As with the brain lesion experiments, CNQX blockade of molecular layer excitation caused large changes in the low-frequency responsiveness of P cells stimulated with global geometry but no change in their high-frequency responsiveness (Fig. 6D). Overall, this treatment shifted the peak of the MI curves to frequencies typical for local stimulation and increased MIlow by nearly 300% on average. The STA waveform also changed in a manner similar to that caused by lesioning descending pathways (Fig. 6D, inset). The initial dip in the STA was replaced by a positive phase, resulting in a mean increase in STA area of >600%. Data from all cell types were also pooled for these analyses.

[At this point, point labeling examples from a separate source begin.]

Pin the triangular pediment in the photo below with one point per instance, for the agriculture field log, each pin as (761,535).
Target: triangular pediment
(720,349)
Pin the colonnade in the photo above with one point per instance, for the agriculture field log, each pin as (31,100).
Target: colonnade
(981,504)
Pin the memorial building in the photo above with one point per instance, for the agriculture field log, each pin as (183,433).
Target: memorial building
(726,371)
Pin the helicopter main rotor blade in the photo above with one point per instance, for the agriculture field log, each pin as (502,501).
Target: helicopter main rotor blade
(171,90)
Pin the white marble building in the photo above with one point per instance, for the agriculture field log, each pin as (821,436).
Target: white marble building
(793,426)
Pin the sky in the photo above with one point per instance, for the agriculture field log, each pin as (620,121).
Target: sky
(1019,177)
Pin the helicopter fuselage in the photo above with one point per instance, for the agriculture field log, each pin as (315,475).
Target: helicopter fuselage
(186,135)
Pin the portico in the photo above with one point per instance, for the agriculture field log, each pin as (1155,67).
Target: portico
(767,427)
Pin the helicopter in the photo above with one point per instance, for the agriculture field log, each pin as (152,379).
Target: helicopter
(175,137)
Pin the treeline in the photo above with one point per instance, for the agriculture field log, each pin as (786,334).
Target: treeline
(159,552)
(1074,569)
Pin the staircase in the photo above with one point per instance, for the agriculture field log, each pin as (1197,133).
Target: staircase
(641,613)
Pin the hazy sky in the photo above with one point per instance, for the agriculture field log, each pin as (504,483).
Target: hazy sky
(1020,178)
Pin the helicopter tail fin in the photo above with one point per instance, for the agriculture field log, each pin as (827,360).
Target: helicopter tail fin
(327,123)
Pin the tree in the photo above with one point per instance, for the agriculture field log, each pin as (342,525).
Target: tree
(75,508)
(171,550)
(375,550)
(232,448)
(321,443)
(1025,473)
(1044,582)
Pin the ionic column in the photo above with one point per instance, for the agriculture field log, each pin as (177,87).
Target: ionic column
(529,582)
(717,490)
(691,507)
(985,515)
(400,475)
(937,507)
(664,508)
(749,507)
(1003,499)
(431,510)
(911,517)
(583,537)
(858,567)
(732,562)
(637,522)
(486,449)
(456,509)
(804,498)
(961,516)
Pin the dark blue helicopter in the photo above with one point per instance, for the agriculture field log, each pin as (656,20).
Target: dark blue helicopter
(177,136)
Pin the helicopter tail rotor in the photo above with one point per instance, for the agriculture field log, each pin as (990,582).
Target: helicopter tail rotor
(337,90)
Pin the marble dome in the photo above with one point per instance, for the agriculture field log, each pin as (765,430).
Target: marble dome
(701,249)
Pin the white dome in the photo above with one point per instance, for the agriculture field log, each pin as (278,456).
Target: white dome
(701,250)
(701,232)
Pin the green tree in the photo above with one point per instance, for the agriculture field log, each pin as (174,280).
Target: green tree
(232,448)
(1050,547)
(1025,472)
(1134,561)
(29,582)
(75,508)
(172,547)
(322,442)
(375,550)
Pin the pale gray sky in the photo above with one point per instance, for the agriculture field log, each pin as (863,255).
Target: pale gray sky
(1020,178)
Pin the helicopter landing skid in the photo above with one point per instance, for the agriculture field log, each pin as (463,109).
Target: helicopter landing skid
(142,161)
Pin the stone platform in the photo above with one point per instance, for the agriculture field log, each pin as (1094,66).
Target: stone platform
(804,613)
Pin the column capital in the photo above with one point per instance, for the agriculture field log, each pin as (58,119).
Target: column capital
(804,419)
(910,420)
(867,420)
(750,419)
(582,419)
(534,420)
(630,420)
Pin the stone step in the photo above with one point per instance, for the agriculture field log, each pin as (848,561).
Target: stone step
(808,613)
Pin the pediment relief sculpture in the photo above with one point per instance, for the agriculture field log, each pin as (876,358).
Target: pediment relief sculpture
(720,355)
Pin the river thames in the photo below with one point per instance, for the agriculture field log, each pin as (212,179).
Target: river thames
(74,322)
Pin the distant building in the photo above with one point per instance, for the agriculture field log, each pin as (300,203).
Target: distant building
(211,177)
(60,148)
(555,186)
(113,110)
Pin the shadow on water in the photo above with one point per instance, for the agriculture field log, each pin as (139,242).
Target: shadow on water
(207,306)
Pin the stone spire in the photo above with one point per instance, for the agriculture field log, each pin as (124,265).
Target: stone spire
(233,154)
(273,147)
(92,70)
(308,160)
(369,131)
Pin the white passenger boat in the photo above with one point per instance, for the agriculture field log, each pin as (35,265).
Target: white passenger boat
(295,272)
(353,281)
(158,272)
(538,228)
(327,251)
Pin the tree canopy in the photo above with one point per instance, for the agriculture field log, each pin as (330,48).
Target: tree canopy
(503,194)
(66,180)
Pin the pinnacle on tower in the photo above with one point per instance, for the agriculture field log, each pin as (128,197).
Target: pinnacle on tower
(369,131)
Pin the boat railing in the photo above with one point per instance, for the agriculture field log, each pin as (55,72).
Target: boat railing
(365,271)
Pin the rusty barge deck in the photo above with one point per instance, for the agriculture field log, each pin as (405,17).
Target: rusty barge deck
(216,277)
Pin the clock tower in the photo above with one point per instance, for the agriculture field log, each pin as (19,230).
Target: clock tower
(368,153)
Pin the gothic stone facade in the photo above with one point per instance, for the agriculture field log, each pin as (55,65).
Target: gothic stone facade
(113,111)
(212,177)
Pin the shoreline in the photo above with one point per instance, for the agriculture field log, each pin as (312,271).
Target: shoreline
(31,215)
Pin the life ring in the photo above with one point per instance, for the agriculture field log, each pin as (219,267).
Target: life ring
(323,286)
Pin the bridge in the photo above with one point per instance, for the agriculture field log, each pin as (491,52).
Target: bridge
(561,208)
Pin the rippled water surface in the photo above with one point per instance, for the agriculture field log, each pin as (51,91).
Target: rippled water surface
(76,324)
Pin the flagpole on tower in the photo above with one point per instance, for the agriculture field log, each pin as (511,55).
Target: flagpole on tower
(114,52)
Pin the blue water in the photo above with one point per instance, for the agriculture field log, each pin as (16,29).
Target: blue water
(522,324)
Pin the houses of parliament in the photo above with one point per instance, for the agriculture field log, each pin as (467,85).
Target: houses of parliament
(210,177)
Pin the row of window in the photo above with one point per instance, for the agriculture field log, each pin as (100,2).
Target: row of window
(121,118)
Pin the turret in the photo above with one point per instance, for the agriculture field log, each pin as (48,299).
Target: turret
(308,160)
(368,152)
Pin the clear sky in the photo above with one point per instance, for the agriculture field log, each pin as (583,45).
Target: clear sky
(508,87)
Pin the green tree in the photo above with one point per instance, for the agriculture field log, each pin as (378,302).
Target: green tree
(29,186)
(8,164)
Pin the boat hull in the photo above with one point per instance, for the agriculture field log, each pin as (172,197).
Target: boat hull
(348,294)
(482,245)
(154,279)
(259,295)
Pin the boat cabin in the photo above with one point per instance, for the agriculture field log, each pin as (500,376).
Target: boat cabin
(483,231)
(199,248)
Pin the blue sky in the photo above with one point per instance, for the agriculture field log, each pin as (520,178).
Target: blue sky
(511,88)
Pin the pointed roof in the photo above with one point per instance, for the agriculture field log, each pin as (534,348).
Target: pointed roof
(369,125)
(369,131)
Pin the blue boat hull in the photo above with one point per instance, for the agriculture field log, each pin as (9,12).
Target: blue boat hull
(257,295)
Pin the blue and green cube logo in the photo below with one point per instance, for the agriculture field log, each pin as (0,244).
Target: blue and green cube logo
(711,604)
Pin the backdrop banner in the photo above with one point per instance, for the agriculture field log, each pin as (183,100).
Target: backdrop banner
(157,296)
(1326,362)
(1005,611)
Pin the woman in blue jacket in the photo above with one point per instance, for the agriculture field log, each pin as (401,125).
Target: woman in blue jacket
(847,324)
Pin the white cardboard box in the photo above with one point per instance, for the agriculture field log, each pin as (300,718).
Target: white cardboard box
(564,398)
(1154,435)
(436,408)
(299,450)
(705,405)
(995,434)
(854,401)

Spatially extensive or global electrosensory stimuli not only activate electroreceptor afferents contributing to the RF center and surround but also activate a nonclassical RF (Chacron et al., 2003). This nonclassical RF participates in an adaptive mechanism, which attenuates pyramidal cell responses to various patterns of predictable electrosensory inputs, including those resulting from the animal’s own body movements (Bastian, 1995; Bastian et al., 2004). This adaptive cancellation mechanism is based on the generation of a negative image of the predictable input, which is then subtracted from the afferent pattern at the level of the pyramidal cells, and this mechanism has low-pass frequency-response characteristics (Bastian, 1996a). Thus, a simple explanation for the loss of low-frequency sensitivity of pyramidal cells as a result of changing stimulus geometry to global is the activation of a descending negative-image input, which cancels the low-frequency components of the responses of a cell to receptor-afferent input. Both lesions, as well as pharmacological blockade, remove this negative-image input, thereby restoring low-frequency responsiveness during global stimulation.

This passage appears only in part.